As things stand, Apple would triumph in any public relations battle with a repressive regime such as China, according to Cardozo, especially if Beijing were to demand the company provide a backdoor to its encryption. But a U.S. court ruling in favor of the FBI would set a precedent for government compelling companies to soften security around the globe.
“If the FBI can compel Apple to do it, and it’s publicly known that Apple has given the FBI this key, then China has a very different calculus,” Cardozo said. “The PR around a Chinese demand gets a lot better for China, and a whole hell of a lot worse for Apple.”
A federal court decision on this case could have lasting repercussions far beyond the U.S.
Resolving Tension and Troubling Precedent
FBI director Comey acknowledged the “serious tension” that this case creates between personal privacy and public safety.
“That tension should not be resolved by corporations that sell stuff for a living,” Comey stated in his Lawfare blog post. “It also should not be resolved by the FBI, which investigates for a living.”
Another option is federal court, which isn’t exactly resolving any tension at the moment. And some find the judicial option just as troubling as the other two options.
“We build secure products to keep your information safe, and we give law enforcement access to data based on valid legal orders ... but that’s wholly different than requiring companies to enable hacking of customer devices and data,” Google CEO Sundar Pichai said as part of a five-part tweet last week. “[This] could be a troubling precedent ... [I’m] looking forward to a thoughtful and open discussion on this important issue.”

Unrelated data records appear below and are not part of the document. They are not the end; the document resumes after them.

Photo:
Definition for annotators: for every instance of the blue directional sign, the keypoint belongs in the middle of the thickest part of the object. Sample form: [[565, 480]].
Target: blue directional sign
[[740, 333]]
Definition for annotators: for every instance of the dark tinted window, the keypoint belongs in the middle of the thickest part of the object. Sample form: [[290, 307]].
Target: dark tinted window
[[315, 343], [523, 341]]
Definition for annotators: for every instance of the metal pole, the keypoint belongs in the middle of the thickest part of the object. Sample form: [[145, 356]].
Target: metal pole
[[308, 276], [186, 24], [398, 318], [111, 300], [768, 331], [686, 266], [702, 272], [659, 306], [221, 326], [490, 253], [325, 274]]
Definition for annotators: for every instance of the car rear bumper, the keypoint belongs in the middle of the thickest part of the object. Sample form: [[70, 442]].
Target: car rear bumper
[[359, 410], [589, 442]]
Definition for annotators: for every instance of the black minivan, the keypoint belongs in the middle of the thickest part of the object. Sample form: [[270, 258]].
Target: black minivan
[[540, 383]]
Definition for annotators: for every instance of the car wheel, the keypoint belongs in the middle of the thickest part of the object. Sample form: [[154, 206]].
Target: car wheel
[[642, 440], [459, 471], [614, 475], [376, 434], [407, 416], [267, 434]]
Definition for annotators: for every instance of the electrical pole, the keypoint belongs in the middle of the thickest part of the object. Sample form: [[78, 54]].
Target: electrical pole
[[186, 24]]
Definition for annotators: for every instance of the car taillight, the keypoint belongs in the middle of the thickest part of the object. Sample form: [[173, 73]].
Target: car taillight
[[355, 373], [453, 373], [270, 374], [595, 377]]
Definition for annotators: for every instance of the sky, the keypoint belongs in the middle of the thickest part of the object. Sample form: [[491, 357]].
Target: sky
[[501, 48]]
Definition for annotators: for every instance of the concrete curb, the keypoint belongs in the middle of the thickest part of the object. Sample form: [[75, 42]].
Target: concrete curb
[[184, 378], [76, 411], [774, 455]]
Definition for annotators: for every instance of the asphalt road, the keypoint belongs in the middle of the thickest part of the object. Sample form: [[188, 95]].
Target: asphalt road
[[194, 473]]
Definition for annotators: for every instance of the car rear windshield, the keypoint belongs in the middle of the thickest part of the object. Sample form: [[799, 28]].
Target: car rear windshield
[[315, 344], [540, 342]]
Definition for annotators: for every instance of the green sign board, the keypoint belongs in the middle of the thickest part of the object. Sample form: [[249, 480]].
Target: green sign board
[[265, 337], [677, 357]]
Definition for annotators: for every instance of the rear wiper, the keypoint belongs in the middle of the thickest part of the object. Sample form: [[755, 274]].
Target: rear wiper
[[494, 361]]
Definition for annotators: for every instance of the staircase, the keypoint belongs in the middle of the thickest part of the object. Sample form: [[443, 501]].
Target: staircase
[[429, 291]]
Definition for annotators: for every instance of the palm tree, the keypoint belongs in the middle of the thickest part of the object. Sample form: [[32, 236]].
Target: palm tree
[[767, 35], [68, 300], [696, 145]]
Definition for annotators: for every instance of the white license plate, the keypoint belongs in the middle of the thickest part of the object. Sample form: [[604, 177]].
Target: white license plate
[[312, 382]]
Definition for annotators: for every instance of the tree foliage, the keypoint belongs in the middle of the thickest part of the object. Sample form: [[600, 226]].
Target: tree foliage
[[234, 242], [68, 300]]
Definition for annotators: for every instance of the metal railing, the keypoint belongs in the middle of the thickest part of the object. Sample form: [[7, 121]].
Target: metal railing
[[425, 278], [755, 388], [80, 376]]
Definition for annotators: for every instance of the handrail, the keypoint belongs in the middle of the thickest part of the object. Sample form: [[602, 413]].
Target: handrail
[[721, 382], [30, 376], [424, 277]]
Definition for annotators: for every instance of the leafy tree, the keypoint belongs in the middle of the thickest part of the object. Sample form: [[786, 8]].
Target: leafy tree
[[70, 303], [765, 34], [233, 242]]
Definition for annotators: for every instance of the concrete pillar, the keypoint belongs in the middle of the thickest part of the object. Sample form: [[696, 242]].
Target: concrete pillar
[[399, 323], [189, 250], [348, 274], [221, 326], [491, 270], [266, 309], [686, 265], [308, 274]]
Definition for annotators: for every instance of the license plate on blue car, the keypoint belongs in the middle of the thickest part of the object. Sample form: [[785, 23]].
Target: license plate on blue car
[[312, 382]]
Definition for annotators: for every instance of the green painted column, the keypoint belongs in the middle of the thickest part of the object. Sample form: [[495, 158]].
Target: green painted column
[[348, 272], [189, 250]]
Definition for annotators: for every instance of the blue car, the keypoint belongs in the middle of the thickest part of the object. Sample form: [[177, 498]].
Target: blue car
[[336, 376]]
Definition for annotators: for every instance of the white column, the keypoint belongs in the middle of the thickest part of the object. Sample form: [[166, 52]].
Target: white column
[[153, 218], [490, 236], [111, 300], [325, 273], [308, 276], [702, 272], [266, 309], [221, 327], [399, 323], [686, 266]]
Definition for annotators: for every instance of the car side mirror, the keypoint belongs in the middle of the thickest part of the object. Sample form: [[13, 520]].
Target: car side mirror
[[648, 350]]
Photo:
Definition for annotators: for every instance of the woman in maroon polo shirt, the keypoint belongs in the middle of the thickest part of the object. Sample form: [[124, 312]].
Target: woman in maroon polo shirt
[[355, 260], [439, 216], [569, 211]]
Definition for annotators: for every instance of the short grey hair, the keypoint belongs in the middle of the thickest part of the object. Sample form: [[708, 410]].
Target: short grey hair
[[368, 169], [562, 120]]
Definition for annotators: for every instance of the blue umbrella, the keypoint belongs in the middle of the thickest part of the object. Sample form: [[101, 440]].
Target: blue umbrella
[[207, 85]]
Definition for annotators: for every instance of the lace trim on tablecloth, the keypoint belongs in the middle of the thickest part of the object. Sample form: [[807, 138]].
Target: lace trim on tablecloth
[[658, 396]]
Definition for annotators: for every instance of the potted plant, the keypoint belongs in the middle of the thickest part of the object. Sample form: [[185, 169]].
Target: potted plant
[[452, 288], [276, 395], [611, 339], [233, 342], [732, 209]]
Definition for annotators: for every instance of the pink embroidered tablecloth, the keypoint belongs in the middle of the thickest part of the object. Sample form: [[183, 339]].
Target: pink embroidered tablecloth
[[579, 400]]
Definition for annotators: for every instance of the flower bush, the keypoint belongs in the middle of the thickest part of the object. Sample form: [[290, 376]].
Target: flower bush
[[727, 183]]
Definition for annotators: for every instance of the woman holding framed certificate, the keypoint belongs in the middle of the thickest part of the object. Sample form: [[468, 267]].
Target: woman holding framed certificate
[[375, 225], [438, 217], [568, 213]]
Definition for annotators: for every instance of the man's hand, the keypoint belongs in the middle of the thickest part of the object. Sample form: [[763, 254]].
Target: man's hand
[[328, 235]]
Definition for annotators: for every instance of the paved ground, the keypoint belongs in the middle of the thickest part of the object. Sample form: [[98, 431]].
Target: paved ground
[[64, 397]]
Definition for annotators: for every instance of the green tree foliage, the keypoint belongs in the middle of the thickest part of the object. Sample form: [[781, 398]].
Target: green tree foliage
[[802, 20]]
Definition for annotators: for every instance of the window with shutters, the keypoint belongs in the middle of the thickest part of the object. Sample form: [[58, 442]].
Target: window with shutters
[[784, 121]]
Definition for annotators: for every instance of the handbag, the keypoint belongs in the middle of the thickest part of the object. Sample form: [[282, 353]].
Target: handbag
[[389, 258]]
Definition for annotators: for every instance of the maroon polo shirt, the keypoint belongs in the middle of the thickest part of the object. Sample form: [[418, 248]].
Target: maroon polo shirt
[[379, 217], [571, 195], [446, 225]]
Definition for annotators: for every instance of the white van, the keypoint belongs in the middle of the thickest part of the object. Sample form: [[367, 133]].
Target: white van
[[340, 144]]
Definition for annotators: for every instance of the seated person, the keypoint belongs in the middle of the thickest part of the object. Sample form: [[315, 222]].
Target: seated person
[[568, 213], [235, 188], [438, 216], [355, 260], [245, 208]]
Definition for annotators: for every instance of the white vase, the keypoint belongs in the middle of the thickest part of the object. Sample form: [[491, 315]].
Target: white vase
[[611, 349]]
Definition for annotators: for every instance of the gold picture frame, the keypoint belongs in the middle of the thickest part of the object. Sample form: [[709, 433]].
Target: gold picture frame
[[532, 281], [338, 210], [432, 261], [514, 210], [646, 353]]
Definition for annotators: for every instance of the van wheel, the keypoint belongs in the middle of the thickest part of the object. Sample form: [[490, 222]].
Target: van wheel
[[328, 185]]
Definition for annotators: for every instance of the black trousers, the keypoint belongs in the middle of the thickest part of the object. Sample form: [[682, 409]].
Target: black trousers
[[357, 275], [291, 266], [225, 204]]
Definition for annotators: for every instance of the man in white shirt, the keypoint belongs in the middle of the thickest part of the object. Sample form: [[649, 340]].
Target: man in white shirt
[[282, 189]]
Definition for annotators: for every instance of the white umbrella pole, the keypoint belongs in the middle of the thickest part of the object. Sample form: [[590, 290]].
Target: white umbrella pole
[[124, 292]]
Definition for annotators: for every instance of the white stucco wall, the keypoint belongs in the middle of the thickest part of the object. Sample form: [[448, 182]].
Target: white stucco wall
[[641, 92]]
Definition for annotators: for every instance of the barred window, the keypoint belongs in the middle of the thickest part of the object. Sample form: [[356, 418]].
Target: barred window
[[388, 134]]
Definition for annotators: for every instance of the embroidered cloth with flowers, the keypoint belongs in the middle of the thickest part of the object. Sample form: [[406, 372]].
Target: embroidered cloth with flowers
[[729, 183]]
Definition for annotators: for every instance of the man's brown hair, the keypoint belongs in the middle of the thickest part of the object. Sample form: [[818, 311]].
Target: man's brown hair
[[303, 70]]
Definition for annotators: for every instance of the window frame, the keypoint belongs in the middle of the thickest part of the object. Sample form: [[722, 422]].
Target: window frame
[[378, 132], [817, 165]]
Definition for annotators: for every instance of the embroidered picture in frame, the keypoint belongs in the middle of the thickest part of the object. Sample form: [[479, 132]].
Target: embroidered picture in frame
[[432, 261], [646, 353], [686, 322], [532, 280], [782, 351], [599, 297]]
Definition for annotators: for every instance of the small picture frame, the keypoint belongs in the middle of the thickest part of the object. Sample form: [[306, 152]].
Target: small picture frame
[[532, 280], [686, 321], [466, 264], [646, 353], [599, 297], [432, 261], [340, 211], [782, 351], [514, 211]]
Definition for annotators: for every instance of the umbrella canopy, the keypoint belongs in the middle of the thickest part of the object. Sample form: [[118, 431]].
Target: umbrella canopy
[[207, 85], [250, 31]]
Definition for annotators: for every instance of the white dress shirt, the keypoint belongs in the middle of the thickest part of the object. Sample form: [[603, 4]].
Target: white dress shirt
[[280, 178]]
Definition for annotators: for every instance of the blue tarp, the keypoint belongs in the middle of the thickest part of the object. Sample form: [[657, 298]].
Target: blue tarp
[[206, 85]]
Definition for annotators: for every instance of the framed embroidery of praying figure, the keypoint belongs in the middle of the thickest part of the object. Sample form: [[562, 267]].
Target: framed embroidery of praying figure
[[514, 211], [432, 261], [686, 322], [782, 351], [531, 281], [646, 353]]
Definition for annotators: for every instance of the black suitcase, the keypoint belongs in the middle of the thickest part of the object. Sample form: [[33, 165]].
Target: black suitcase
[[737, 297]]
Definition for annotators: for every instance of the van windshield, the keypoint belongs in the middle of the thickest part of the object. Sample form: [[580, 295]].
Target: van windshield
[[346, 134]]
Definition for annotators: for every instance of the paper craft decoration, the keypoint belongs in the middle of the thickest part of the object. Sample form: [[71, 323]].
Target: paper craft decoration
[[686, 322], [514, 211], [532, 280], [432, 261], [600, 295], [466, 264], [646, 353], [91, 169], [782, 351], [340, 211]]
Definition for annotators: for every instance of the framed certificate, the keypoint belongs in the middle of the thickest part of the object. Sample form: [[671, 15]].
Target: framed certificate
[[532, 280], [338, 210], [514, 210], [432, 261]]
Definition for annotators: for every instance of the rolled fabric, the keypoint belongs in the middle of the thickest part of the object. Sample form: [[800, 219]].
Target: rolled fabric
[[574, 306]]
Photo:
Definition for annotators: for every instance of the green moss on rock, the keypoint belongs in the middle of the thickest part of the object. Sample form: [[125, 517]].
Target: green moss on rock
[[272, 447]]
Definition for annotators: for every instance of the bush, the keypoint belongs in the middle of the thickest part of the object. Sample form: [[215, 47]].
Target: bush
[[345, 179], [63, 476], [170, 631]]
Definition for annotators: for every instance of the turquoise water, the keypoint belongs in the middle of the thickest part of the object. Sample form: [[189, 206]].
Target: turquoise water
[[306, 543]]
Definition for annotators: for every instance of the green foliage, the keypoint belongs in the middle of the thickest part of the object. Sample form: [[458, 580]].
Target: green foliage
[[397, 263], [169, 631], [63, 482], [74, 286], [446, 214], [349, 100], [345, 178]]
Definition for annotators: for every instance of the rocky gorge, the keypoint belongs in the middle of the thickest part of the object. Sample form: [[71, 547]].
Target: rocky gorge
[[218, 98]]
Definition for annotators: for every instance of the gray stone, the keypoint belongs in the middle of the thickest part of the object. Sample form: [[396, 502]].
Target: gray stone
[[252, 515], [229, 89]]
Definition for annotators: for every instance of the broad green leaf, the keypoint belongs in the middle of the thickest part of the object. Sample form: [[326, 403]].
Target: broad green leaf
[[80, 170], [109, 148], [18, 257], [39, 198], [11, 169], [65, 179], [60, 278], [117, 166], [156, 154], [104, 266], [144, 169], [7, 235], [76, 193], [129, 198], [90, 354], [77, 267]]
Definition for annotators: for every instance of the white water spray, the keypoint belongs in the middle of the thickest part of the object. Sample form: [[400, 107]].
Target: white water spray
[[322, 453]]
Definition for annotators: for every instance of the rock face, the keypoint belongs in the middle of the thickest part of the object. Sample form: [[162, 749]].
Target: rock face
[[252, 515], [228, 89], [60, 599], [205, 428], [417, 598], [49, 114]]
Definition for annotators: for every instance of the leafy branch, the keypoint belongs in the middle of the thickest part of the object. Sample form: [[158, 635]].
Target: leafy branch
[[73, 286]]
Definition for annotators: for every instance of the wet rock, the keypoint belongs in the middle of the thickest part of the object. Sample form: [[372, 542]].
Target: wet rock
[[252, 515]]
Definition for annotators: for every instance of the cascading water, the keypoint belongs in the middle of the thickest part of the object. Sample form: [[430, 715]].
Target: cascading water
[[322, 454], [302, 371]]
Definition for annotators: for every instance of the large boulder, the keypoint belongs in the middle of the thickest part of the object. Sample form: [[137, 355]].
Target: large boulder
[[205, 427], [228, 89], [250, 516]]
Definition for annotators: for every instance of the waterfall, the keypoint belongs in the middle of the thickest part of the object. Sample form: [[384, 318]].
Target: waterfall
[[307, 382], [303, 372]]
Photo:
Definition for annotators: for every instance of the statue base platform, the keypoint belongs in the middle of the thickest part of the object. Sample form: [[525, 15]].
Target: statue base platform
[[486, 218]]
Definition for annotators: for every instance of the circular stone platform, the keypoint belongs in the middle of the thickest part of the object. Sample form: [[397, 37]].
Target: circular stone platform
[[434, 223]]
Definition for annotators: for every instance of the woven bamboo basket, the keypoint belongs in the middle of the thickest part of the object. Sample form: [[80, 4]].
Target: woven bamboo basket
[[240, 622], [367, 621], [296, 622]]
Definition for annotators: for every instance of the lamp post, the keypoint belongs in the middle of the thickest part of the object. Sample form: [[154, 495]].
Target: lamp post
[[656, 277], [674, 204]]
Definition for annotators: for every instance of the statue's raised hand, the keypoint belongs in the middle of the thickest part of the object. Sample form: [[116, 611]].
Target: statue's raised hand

That discussion should take place in Congress, according to tech entrepreneur Mark Cuban, one of the tech leaders siding with Apple on this issue. “We [must] have a law that will truly limit the circumstances where companies like Apple can be compelled to help a government agency crack a device,” Cuban wrote last week.
More legislation may not seem like the best answer, but consider that legal precedent for the FBI’s case stands on the All Writs Act of 1789 and a U.S. Supreme Court case from 1977. That’s a 39-year-old interpretation of 227-year-old legislation -- which President George Washington signed into law.
And that’s a serious case for a more relevant act of Congress.